— Они никогда нас не любили, здешние. Им было на нас наплевать. Кто мы были для них, в конце-то концов? Помесь сефардов с русскими, полуфренки,
[56]
полугеры. — Слово «геры» Яков произнес с ударением на последнем слоге, как их в насмешку дразнили в родной деревне матери, в России. — Как будто я не помню их разговоры, когда я женился на Лее, — добавил он, напоминая мне то, что я и сам прекрасно знал: деревенские не уважали тех, кто не трудится на земле.
— Тебя это не трогало, ты выбросил очки, сидел себе в библиотеке и читал книги. Но я-то видел все. Отца, который работал только по ночам, и никто не знал, как он выглядит, и мать, которая доводила их до бешенства своим телом, и своим ивритом, и своими волосами и глазами, и Шимона с тией Дудуч, с их уродством. Ты видел когда-нибудь, чтобы кто-то из деревенских пришел к нам в гости? Если не считать Бринкера? Да и тот, к твоему сведению, приходил только затем, чтоб увидеть мать. А ты что думал — это тебя он любил?
И тут Яков сказал ужасную вещь.
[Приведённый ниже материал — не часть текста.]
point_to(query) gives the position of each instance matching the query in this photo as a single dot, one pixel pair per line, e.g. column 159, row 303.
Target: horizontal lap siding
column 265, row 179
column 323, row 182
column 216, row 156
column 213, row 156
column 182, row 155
Он сказал, что смерть Биньямина была его входным билетом в деревенское общество.
— Только тогда меня сочли достойным, только тогда мне сказали: «Ты наш брат…»
По вечерам мы слышали хриплые вопли крыс, доносившиеся из пустот, которые они прогрызли в стенах склада. То тут, то там на усеянном мукой полу виднелись следы их дьявольских когтей и черные точки их омерзительного помета. Они хозяйничали в пекарне с наступления темноты и до полуночи, когда начиналась работа. Они надгрызали мешки, портили муку, жрали хлеб и тесто, загадили весь склад и совершенно выводили мать из себя. То были не обычные деревенские грызуны, разбойничающие по курятникам и амбарам, а злобные, жилистые городские твари, исполненные чувства собственного достоинства и ненавидевшие весь мир, а главное — друг друга. Я думаю, что они напоминали ей самих иерусалимцев, эту мерзость ее души. Она постоянно твердила, что «крыс и крысиха» прокрались в нашу коляску в ночь землетрясения и прибыли с нами в поселок, «потому что русалемская та зараза гонится за человеком повсюду».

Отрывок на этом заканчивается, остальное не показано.